# Red Dot Scope Recommendations?



## bdawg (Apr 14, 2009)

I'm looking into getting a red dot scope for my 12 ga. mossburg 500. Mostly, cause I keep forgetting to line up the rear site with the front sight when a deer is in front of me. This problem has consistently happenned to me for the last 15 years! Looking to spend about $100-$150. From what I've seen at the stores and online, there are a lot of different models to choose from. I just don't know what would be right for me. The shots that I get are usually from less than 50 yds in brushy woods, so I don't need any magnification. I need something that I can pick up the deer in the scope easily in low light conditions. I usually hunt on the ground and drive deer with my dad, so the deer are usually walking through the brush when I'm shooting, so I need to be able to quickly and accurately acquire my target. I need a scope that is tough cause it will take a beating while walking through the woods. What brand of red dot scope would you recommend? Also, does the dot need to be in the center of the scope for an accurate shot, or just on the deer? Would I be able to use the scope for rabbit hunting as well, or would I be better off just taking the scope off for rabbits?


----------



## fallen513 (Jan 5, 2010)

Tough call in that price range. I'd recommend the one you find that is light & seems sturdy. Aimpoint, Eotech & Trijicon are my 3 recommendations if you want a higher quality option.

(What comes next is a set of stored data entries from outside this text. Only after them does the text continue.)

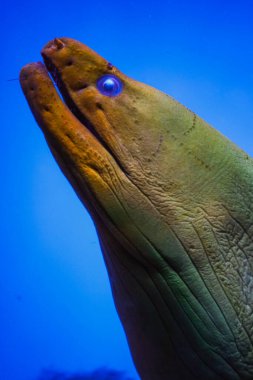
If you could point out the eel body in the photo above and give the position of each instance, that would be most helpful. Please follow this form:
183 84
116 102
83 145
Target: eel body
172 202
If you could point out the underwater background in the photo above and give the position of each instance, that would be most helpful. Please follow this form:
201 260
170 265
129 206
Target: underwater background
57 317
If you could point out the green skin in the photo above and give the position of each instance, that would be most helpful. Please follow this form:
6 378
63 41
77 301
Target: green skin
172 201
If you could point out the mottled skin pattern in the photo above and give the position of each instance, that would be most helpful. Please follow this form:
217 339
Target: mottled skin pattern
172 201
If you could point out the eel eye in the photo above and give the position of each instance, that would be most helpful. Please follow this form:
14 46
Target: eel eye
109 85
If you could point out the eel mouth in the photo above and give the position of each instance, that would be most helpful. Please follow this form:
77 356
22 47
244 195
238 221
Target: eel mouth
64 84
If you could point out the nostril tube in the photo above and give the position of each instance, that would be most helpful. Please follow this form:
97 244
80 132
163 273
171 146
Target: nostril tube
58 43
53 46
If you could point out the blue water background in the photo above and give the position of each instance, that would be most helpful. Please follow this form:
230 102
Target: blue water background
56 306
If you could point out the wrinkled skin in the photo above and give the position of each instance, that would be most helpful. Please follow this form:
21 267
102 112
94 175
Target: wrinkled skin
172 201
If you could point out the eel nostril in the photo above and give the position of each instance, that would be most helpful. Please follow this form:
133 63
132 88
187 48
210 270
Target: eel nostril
69 62
58 43
99 106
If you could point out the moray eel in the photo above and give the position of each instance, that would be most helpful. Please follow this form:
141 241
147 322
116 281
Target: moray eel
172 202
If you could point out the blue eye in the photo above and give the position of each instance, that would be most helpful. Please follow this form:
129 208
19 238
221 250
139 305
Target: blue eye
109 85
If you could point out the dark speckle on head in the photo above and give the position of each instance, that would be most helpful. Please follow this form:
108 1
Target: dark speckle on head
109 66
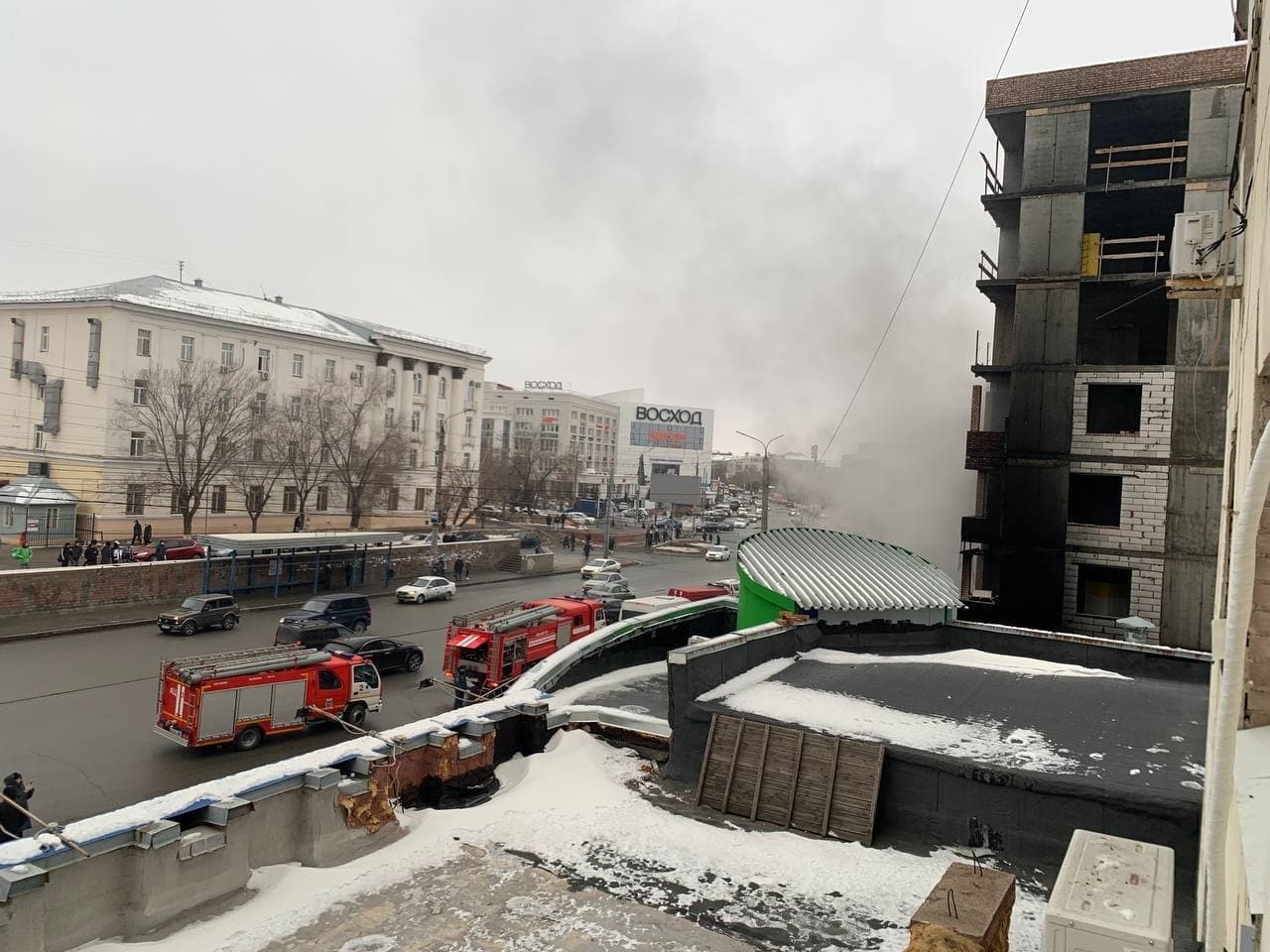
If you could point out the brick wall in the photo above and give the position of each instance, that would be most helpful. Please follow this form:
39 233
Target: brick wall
1144 593
1153 435
1199 67
91 587
1143 503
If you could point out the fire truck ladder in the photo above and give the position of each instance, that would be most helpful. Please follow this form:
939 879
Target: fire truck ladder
254 660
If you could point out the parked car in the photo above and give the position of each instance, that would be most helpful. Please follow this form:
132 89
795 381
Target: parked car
426 588
175 549
388 654
312 633
348 610
198 612
599 579
599 565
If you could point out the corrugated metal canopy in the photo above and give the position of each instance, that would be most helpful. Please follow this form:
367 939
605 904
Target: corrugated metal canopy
835 570
262 540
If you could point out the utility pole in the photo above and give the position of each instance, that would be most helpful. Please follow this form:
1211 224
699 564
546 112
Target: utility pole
767 475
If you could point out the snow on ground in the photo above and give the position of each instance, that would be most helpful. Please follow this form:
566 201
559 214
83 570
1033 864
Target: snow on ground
983 740
968 657
575 811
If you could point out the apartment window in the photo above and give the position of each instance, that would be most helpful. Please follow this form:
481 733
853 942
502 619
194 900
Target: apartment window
135 502
1102 590
1093 499
1114 408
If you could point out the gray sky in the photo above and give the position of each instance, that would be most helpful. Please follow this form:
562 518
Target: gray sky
715 200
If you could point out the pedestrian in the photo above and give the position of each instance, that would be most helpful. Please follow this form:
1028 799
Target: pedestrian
13 820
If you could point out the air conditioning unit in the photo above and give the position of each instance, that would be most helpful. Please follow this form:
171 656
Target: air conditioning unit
1111 895
1193 231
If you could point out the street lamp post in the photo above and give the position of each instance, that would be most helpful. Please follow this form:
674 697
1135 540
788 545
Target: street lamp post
441 460
767 480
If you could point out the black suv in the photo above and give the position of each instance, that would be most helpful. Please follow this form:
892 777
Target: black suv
348 610
198 612
310 633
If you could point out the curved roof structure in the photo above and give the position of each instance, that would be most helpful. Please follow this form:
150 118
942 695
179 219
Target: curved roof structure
839 571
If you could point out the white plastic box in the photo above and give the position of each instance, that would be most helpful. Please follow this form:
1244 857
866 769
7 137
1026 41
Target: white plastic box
1111 895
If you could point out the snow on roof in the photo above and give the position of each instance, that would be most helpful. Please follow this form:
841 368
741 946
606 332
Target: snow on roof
835 570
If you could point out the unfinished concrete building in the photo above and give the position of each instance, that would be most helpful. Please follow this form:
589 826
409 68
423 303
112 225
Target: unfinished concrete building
1097 430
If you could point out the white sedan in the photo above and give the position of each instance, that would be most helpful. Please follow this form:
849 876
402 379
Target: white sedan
426 588
599 565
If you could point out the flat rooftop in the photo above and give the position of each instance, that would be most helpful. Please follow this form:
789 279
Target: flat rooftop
1141 738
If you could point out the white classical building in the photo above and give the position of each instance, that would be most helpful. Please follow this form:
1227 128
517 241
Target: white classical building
75 356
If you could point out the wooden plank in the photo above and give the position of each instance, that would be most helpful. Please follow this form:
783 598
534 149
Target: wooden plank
758 778
828 798
705 761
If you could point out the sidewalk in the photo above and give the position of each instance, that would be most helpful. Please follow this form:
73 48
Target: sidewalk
71 622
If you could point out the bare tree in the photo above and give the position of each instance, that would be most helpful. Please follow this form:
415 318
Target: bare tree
189 419
259 463
366 448
300 430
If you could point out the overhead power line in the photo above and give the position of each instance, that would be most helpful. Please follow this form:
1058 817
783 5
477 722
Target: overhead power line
926 244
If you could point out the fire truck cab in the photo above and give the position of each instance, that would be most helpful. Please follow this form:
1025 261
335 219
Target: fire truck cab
489 649
241 697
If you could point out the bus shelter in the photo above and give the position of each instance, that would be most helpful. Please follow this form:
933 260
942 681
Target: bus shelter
259 561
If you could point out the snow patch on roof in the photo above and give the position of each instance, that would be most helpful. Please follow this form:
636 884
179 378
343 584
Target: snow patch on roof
969 657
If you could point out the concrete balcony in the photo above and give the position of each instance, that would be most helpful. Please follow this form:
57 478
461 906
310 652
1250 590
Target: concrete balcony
984 449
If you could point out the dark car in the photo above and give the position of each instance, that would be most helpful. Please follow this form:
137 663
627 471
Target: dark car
348 610
175 549
388 654
310 633
198 612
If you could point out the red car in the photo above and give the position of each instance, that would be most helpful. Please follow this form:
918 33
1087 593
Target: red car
175 548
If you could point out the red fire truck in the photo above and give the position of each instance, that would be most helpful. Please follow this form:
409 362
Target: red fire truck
241 697
486 651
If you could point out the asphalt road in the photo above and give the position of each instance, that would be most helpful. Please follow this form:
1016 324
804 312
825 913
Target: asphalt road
79 710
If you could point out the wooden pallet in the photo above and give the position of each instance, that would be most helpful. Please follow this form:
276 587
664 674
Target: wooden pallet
793 778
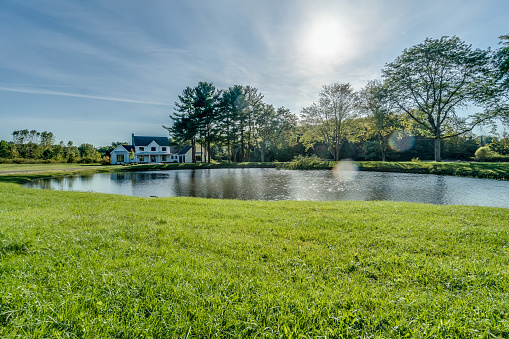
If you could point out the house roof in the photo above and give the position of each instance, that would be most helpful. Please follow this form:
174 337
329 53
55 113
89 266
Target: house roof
145 141
184 150
128 148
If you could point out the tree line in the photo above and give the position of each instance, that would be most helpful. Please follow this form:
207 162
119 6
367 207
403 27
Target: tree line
411 112
236 120
418 97
33 145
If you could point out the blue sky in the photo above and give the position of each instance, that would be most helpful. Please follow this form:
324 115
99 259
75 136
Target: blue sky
96 71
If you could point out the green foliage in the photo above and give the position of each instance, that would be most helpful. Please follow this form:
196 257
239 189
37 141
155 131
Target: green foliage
463 169
460 147
177 267
483 153
324 122
500 146
306 163
431 80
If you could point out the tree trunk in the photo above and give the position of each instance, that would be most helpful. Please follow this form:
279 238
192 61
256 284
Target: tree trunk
193 150
242 145
208 152
383 148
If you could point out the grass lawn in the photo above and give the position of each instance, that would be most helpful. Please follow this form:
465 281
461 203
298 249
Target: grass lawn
85 265
12 168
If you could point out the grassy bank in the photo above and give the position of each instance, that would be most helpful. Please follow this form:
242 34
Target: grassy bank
488 170
95 266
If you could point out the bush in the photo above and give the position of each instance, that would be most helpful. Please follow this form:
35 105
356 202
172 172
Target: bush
304 163
483 153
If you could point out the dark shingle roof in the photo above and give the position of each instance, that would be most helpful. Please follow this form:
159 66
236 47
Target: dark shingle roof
145 141
184 150
128 147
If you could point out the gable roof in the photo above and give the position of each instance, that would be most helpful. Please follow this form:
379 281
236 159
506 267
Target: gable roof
128 148
145 141
184 150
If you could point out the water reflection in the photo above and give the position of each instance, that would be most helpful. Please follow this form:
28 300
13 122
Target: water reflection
270 184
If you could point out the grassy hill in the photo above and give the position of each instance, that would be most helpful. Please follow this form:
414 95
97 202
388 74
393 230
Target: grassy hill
85 265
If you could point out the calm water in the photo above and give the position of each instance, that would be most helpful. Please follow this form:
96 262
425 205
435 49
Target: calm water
271 184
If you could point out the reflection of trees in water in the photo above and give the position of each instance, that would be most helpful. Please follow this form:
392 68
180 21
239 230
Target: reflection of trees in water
275 186
380 187
440 190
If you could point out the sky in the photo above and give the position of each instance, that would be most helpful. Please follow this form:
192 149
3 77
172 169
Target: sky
96 71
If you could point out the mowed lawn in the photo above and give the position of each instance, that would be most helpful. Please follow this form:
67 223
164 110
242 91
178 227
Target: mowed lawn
85 265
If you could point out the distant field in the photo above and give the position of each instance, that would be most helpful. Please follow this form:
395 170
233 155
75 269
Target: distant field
42 167
85 265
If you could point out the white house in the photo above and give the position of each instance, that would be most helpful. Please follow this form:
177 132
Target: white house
152 150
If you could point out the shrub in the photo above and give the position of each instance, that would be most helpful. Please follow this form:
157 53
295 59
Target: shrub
303 163
483 153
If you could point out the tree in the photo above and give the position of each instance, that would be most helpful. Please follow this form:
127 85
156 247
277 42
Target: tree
205 106
253 108
501 61
232 104
373 101
4 149
432 80
273 128
185 126
324 119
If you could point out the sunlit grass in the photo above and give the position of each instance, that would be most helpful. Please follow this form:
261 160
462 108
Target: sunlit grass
95 265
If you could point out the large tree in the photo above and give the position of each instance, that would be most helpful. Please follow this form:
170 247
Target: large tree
274 128
433 80
232 105
501 59
205 111
325 119
373 102
185 123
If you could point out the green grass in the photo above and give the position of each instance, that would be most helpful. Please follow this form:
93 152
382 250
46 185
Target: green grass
84 265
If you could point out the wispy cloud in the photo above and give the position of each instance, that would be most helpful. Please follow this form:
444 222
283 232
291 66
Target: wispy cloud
18 89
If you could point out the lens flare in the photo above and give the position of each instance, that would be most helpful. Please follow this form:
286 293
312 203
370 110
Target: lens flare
345 170
401 141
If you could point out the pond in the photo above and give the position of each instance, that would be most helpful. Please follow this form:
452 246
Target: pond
272 184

Check out the Trijicon Reflex series.


----------



## littleking (Jun 25, 2005)

ultra-dot.... great product, great warranty, reasonable price


----------



## Hetfieldinn (May 17, 2004)

I've used this one for the past four seasons on my 870 slug gun. Sighted it in when I first got it, and haven't had to adjust it since. We drive deer for a week during gun season, so it gets bumped quite often getting in and out of the truck several times a day. I'd buy another in a heart beat.


http://www.cabelas.com/red-dots-las...-F5D2-DF11-82EF-001B21631C34&mr:referralID=NA


----------